Global Google Cloud API outage due to Service Control null pointer exception
Google · Service Control
On June 12, 2025, Google Cloud, Google Workspace, and Google Security Operations products experienced a global service disruption characterized by increased 503 errors in external API requests. This incident affected a wide array of Google Cloud services, leading to intermittent API and user-interface access issues for customers worldwide. The issue began around 10:49 PDT and impacted multiple regions, with varying recovery times.
The root cause was identified as a null pointer exception within Service Control, Google’s API management and control plane system. A new feature added on May 29, 2025, for quota policy checks contained a code path that lacked proper error handling and feature flag protection. On June 12, a policy change with unintended blank fields was inserted into Service Control’s regional Spanner tables. This policy data, replicated globally, triggered the vulnerable code path, causing Service Control binaries to enter a crash loop across all regional deployments.
Google’s Site Reliability Engineering team began triaging within two minutes, identifying the root cause and initiating a “red-button” fix to disable the offending policy serving path within 10 minutes. The rollout of this fix was completed within 40 minutes, leading to recovery in smaller regions. However, larger regions like us-central-1 experienced extended recovery times, up to 2 hours and 40 minutes, due to a “thundering herd” effect on the underlying Spanner infrastructure as Service Control tasks restarted without appropriate randomized exponential backoff.
The incident led to widespread customer impact, with many experiencing 503 errors and service unavailability. Compounding the issue, the Cloud Service Health infrastructure itself was affected, delaying initial incident reports and leaving some customers without a clear signal of the outage. While most services recovered by 13:45 PDT, some residual impacts, particularly on services like Dataflow and Vertex AI Online Prediction, persisted until 18:18 PDT.

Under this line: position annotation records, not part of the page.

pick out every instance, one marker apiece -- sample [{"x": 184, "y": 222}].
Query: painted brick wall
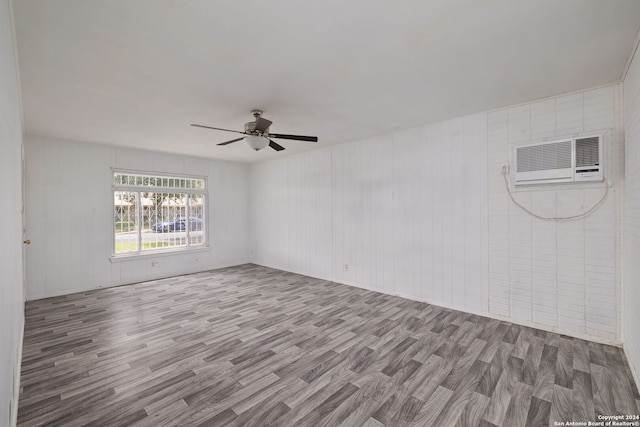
[
  {"x": 632, "y": 216},
  {"x": 560, "y": 275}
]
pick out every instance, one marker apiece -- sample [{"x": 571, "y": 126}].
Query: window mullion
[
  {"x": 187, "y": 214},
  {"x": 138, "y": 222}
]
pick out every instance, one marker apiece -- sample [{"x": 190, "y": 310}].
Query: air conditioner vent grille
[
  {"x": 555, "y": 155},
  {"x": 587, "y": 151}
]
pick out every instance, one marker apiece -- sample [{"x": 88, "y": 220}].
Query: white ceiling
[{"x": 138, "y": 72}]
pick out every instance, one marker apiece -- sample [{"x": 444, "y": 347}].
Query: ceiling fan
[{"x": 257, "y": 134}]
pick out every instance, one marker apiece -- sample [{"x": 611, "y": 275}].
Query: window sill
[{"x": 157, "y": 254}]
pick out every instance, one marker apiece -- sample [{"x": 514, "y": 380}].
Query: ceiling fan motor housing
[{"x": 250, "y": 128}]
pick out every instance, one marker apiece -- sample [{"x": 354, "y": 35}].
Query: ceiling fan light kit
[
  {"x": 256, "y": 142},
  {"x": 258, "y": 136}
]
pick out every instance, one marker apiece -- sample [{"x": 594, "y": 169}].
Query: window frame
[{"x": 133, "y": 188}]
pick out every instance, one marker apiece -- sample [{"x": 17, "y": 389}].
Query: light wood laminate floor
[{"x": 254, "y": 346}]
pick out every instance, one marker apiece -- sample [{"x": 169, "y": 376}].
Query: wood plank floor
[{"x": 253, "y": 346}]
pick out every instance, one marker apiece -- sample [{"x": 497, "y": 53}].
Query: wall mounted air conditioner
[{"x": 571, "y": 159}]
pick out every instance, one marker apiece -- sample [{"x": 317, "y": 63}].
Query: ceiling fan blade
[
  {"x": 210, "y": 127},
  {"x": 294, "y": 137},
  {"x": 229, "y": 142},
  {"x": 262, "y": 124},
  {"x": 275, "y": 145}
]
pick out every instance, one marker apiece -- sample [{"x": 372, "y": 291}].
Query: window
[{"x": 157, "y": 213}]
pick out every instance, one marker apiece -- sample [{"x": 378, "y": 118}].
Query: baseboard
[
  {"x": 17, "y": 370},
  {"x": 61, "y": 292},
  {"x": 520, "y": 322}
]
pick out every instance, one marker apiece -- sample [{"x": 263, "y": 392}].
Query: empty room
[{"x": 320, "y": 213}]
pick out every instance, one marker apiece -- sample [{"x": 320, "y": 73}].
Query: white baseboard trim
[{"x": 16, "y": 373}]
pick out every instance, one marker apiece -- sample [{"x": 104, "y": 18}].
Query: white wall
[
  {"x": 424, "y": 213},
  {"x": 406, "y": 212},
  {"x": 11, "y": 288},
  {"x": 631, "y": 296},
  {"x": 563, "y": 276},
  {"x": 69, "y": 215}
]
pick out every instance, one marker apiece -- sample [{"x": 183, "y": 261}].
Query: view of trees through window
[{"x": 154, "y": 213}]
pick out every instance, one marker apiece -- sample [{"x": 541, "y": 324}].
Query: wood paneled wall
[
  {"x": 403, "y": 213},
  {"x": 70, "y": 216}
]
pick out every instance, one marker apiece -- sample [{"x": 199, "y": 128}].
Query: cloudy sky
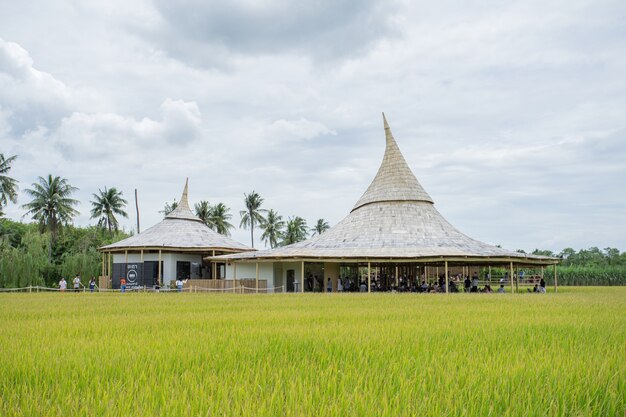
[{"x": 511, "y": 114}]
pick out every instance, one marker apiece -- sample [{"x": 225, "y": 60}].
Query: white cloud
[{"x": 510, "y": 114}]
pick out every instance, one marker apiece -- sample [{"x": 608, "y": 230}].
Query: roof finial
[
  {"x": 394, "y": 180},
  {"x": 183, "y": 210},
  {"x": 184, "y": 198}
]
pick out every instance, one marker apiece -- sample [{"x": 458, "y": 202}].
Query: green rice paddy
[{"x": 314, "y": 354}]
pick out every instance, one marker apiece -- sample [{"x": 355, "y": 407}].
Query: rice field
[{"x": 314, "y": 354}]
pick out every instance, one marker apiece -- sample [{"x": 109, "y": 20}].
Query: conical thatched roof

Google has committed to several remediation steps. These include freezing changes to the Service Control stack, modularizing its architecture to fail open, auditing all systems consuming globally replicated data for incremental propagation, enforcing feature flag protection for critical binaries, improving error handling and testing, ensuring randomized exponential backoff in systems, and enhancing external communication channels to remain operational even during widespread outages.